Elie Schwartz Misses Deadline For $3M Repayment To Investors He Allegedly Defrauded

The embattled leader of Nightingale Properties has failed to make good on his plan to pay back hundreds of crowdfunding investors who he was accused of swindling $50M from on two failed real estate deals. 

Placeholder

Nightingale CEO Elie Schwartz had a deadline of March 31 to pay the second $3M installment as part of a settlement agreement he signed last year. The settlement grants him a 10-day grace period to make a late payment, and Schwartz eventually made the first $3M payment within that period in January after missing the first installment deadline on Dec. 31.

But as of April 12, the second payment “has not been received in whole or in part,” according to a letter sent to investors and obtained by Bisnow by Anna Phillips, the manager of the entities Schwartz created for the property deals.

There were more than 600 investors in Nightingale's campaigns on the real estate crowdfunding website CrowdStreet, who each invested tens of thousands for a piece of a prominent Atlanta office complex and a Miami Beach office building. Phillips told investors that she will provide more details in an update next week.

“We will of course update investors in the meantime if any or all of the second [installment] is received prior to the webinar,” Phillips said in the letter Friday afternoon. “Please know that we, and your investor committee, are hard at work and laser-focused on maximizing recovery on your behalf.”

Schwartz could now be considered in default of the settlement, but Phillips didn't outline any steps she would take. Previously, Phillips said that Schwartz was “signed and bound” to the settlement agreement to repay investors in quarterly installments over three years. The settlement allows the investment entities she manages to place liens on all of Schwartz’s assets, including his personal residence, commercial properties, jewelry, watches and art. 

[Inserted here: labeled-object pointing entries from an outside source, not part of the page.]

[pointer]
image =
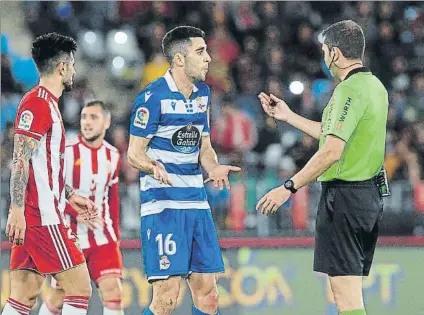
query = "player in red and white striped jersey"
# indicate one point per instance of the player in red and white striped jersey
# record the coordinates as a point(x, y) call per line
point(92, 167)
point(42, 242)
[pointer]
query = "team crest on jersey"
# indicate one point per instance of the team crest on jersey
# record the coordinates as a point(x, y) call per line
point(164, 263)
point(141, 118)
point(201, 105)
point(186, 139)
point(26, 119)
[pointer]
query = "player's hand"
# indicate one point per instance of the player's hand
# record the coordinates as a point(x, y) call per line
point(93, 224)
point(84, 206)
point(16, 226)
point(274, 107)
point(160, 174)
point(219, 175)
point(273, 200)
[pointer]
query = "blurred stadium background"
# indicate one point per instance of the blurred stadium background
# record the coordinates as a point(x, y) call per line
point(255, 46)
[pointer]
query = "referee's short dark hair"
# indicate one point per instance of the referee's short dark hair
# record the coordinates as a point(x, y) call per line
point(177, 40)
point(50, 49)
point(347, 36)
point(105, 108)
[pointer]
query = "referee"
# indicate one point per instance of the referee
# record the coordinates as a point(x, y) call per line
point(348, 164)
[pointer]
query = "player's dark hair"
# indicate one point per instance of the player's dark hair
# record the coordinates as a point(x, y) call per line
point(348, 37)
point(50, 49)
point(99, 103)
point(176, 40)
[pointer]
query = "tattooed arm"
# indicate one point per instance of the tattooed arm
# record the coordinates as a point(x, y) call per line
point(24, 148)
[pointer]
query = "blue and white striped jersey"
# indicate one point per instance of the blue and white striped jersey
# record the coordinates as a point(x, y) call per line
point(175, 126)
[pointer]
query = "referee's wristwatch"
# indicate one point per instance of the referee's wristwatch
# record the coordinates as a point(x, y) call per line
point(289, 185)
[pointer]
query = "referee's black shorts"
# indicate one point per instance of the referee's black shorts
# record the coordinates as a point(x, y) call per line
point(347, 227)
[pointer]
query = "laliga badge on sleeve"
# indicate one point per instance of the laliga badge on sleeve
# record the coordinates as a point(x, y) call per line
point(26, 119)
point(141, 118)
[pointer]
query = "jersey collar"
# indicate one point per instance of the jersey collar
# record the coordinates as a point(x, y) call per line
point(171, 83)
point(357, 70)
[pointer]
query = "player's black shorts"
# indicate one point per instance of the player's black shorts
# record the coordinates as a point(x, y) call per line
point(347, 227)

“The bottom line is that even if he defaults under the settlement agreement, we’re going to be in a much better position than we are in today in terms of our ability to recapture assets,” Phillips told investors in January. 

The Nightingale fiasco is one of the most high-profile incidents of commercial real estate deals gone wrong in the age of online crowdfunding.

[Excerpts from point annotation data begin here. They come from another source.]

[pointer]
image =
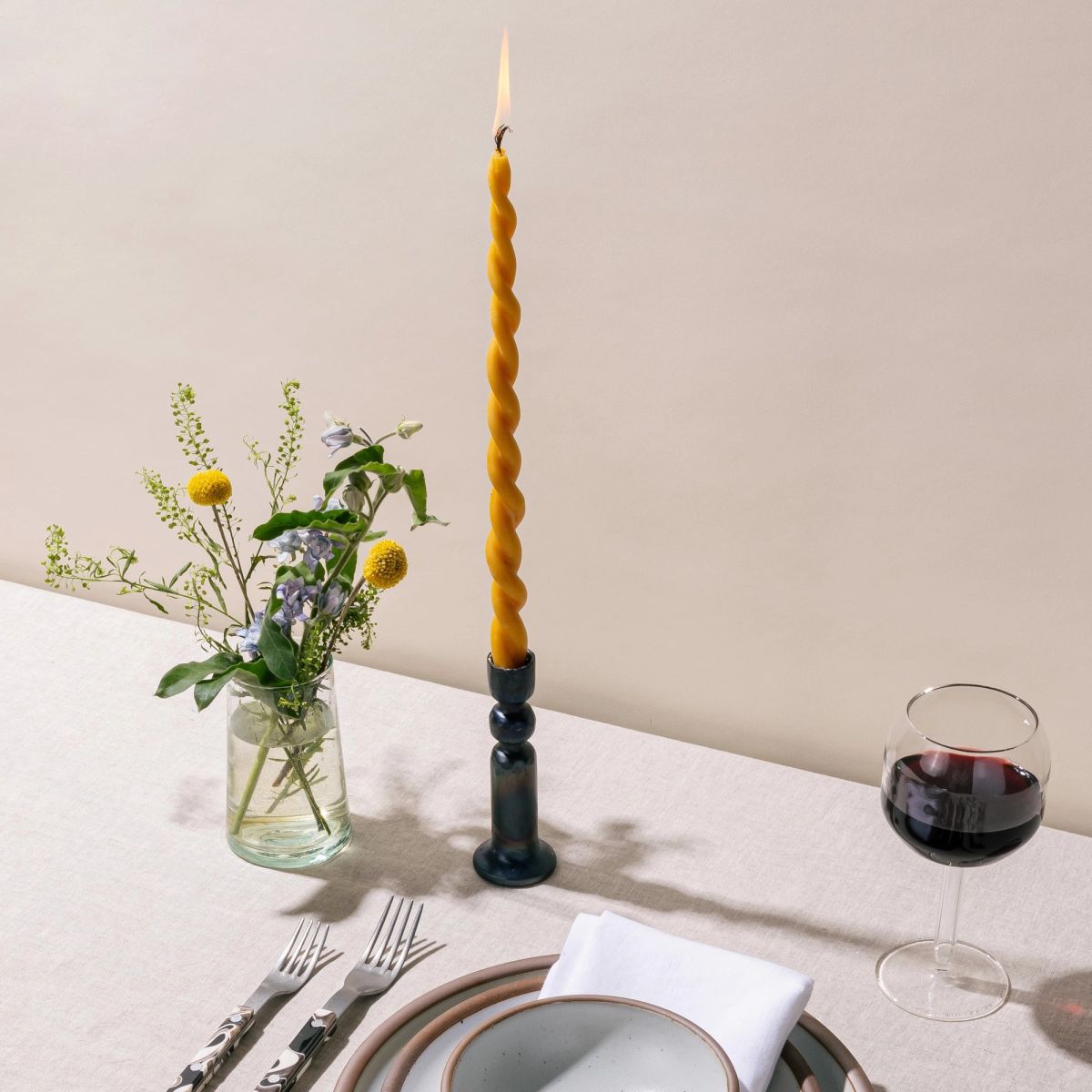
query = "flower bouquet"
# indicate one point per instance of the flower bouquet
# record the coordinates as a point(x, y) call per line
point(271, 616)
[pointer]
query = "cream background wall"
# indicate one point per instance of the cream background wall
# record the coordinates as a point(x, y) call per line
point(806, 342)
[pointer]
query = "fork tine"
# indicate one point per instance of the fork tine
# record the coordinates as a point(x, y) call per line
point(303, 949)
point(378, 958)
point(312, 961)
point(292, 944)
point(405, 951)
point(379, 927)
point(388, 961)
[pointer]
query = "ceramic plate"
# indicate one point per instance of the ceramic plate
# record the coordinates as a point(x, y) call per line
point(423, 1035)
point(588, 1044)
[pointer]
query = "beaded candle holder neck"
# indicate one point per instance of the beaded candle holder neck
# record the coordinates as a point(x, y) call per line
point(514, 855)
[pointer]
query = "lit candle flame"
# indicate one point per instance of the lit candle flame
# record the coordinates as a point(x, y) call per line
point(503, 96)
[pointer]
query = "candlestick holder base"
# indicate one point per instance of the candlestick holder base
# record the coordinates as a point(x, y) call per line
point(514, 855)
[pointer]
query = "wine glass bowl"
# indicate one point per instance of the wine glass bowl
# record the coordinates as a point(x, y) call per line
point(965, 780)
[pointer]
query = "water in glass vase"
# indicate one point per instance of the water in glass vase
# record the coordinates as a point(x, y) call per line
point(287, 801)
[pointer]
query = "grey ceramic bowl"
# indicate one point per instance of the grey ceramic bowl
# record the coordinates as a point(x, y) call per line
point(589, 1044)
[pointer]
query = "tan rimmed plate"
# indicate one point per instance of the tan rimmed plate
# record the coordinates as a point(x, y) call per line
point(409, 1051)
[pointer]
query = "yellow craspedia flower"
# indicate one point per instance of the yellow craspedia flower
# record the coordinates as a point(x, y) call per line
point(208, 487)
point(386, 565)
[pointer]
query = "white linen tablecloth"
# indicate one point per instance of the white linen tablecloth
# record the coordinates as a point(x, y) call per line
point(129, 929)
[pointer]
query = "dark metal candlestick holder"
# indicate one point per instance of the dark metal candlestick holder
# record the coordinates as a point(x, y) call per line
point(514, 855)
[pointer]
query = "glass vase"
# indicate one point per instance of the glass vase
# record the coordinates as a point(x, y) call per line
point(287, 801)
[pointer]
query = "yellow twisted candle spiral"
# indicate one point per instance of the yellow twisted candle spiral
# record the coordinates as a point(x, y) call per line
point(502, 550)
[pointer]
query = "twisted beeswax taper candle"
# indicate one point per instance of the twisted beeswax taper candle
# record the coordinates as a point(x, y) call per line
point(502, 550)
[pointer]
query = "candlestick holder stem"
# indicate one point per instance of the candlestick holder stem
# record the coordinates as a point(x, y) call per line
point(514, 855)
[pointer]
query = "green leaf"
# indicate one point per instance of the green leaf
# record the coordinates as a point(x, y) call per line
point(277, 650)
point(183, 676)
point(205, 693)
point(339, 520)
point(260, 672)
point(419, 497)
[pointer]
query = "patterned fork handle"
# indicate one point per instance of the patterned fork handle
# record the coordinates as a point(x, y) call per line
point(288, 1068)
point(206, 1065)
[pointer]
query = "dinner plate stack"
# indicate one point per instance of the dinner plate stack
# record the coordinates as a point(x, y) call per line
point(410, 1049)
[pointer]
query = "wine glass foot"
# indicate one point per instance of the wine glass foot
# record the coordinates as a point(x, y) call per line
point(972, 984)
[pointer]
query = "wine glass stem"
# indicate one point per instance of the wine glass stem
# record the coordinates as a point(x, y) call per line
point(947, 916)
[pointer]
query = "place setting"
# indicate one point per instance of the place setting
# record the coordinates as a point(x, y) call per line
point(623, 1006)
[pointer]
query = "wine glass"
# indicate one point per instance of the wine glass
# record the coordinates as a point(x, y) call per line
point(965, 778)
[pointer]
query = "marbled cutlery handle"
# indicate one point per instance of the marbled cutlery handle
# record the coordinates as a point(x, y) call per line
point(288, 1069)
point(201, 1069)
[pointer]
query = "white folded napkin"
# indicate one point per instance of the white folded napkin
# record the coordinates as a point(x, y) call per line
point(747, 1005)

Nightingale raised $54M from investors in a bid to acquire the 915K SF Atlanta Financial Center office complex in Buckhead in a campaign that launched in May 2022. That November, it raised roughly $9M to renovate and recapitalize 1601 Washington Ave. in Miami Beach, which was vacated after Starwood had previously used it as its headquarters.

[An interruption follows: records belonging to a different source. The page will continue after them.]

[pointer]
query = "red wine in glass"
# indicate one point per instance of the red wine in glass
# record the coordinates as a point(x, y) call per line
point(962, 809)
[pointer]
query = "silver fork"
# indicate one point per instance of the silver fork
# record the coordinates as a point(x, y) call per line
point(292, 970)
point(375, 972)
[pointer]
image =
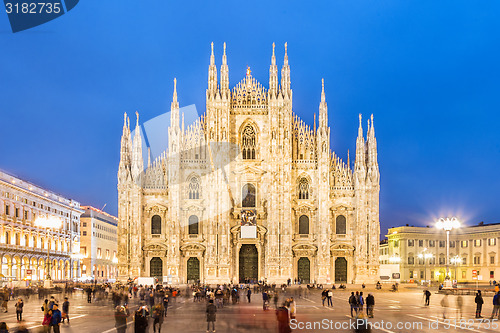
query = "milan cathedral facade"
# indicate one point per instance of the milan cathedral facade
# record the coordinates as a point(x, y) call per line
point(248, 162)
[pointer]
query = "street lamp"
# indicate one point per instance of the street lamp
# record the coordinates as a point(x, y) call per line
point(48, 222)
point(447, 224)
point(455, 261)
point(425, 256)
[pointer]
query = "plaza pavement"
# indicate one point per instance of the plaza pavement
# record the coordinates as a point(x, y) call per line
point(405, 306)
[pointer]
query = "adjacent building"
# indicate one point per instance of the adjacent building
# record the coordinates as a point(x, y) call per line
point(248, 192)
point(98, 246)
point(23, 245)
point(420, 253)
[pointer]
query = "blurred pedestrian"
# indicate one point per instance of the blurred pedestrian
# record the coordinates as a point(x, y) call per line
point(158, 316)
point(427, 295)
point(496, 306)
point(19, 309)
point(65, 314)
point(479, 304)
point(352, 303)
point(211, 315)
point(283, 319)
point(445, 304)
point(370, 303)
point(460, 303)
point(55, 322)
point(121, 314)
point(141, 319)
point(47, 318)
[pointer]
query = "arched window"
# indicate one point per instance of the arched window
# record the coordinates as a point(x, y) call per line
point(304, 225)
point(194, 188)
point(193, 225)
point(340, 225)
point(248, 196)
point(248, 143)
point(303, 188)
point(156, 225)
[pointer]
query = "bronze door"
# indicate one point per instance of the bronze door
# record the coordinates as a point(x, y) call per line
point(340, 270)
point(249, 263)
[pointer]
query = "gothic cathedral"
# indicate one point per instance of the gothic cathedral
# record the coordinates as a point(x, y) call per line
point(248, 192)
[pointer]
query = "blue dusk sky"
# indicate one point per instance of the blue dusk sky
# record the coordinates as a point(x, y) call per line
point(428, 70)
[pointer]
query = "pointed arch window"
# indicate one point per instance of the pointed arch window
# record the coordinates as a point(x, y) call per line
point(248, 195)
point(304, 225)
point(303, 188)
point(156, 225)
point(340, 225)
point(194, 188)
point(248, 143)
point(193, 225)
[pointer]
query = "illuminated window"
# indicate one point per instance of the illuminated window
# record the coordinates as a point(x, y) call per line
point(194, 188)
point(303, 188)
point(248, 143)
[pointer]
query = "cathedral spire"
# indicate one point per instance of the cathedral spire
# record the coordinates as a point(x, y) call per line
point(359, 163)
point(174, 108)
point(323, 110)
point(137, 161)
point(285, 75)
point(212, 75)
point(224, 75)
point(273, 75)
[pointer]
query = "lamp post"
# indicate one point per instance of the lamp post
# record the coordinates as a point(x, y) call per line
point(48, 222)
point(447, 224)
point(455, 261)
point(425, 256)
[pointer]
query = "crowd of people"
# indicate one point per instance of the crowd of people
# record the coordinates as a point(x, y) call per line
point(145, 306)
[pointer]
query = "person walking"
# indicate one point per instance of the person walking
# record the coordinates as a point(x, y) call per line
point(427, 295)
point(55, 321)
point(165, 304)
point(283, 319)
point(370, 303)
point(329, 297)
point(460, 303)
point(445, 304)
point(19, 309)
point(352, 303)
point(65, 314)
point(479, 304)
point(324, 295)
point(361, 302)
point(158, 316)
point(496, 306)
point(121, 314)
point(141, 319)
point(211, 315)
point(293, 308)
point(47, 318)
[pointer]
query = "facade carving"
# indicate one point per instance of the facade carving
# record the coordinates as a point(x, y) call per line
point(317, 219)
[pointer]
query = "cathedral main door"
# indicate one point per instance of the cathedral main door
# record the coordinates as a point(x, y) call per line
point(156, 268)
point(249, 263)
point(304, 270)
point(193, 270)
point(340, 270)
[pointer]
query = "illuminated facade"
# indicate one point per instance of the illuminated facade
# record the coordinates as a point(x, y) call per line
point(23, 245)
point(476, 248)
point(316, 217)
point(98, 244)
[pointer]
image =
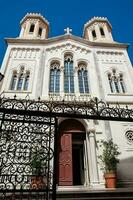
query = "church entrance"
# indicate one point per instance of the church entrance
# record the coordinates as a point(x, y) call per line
point(71, 153)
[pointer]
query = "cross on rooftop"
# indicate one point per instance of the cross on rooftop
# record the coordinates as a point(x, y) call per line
point(68, 30)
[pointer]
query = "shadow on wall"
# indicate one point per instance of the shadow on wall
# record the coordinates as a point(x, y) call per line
point(125, 172)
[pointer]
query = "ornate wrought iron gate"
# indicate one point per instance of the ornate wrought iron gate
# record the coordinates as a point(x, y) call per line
point(25, 135)
point(29, 128)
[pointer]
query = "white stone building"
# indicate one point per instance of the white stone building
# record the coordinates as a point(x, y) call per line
point(70, 67)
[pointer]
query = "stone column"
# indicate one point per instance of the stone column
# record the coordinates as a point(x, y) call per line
point(36, 29)
point(21, 32)
point(107, 34)
point(95, 178)
point(89, 33)
point(98, 34)
point(62, 81)
point(76, 85)
point(43, 33)
point(27, 28)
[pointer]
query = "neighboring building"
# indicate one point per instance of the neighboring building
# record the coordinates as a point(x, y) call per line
point(75, 68)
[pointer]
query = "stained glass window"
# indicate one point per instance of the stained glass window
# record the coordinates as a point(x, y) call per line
point(68, 74)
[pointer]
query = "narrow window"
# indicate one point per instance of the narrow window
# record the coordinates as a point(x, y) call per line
point(26, 82)
point(110, 83)
point(32, 28)
point(102, 31)
point(13, 82)
point(94, 34)
point(40, 32)
point(54, 85)
point(83, 81)
point(116, 84)
point(122, 84)
point(20, 82)
point(68, 74)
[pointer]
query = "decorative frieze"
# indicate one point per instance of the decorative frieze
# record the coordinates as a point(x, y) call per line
point(68, 46)
point(25, 53)
point(110, 56)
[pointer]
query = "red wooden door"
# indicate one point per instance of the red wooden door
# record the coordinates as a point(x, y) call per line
point(65, 160)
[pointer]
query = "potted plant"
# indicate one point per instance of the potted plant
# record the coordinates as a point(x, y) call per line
point(109, 160)
point(38, 167)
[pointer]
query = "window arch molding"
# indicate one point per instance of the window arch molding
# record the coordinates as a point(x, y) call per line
point(54, 76)
point(68, 72)
point(102, 32)
point(20, 78)
point(129, 135)
point(83, 77)
point(31, 28)
point(116, 80)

But neither deal closed, and in the next year CrowdStreet subsequently told investors it couldn't account for where the funds were located — they had gone directly into LLCs controlled by Schwartz rather than being placed in escrow — and accused Schwartz of misappropriating the money.

Those LLCs were handed over to Phillips in the spring, and she put them into bankruptcy in July. During the restructuring process, she and a group of forensic attorneys determined that Schwartz had siphoned millions into his own account and used them to pay for jewelry, diverted them to other investments and gambled $12M on First Republic Bank stock and options before it failed. Less than $150K remained in the accounts when they were taken over.

Phillips didn't respond to a request for comment, nor did BakerHostetler partner Jorian Rose, who is representing the CrowdStreet investors in bankruptcy proceedings. An attorney and spokesperson for Schwartz didn't return calls seeking comment.

Schwartz agreed to the repayment settlement in October. In that agreement, it was disclosed that he was under contract to sell 1601 Washington and repay the investors in that fund, but the deal fell apart in January. He also agreed to list his Manhattan penthouse and sell his New Jersey mansion. 

It's unclear if the penthouse at 1 West End Ave. has been placed on the market. The house, 320 Mountain Road in Englewood, was put on the market Sept. 7 seeking $4.5M. It is still unsold, having cut its asking price to $4.1M on March 18.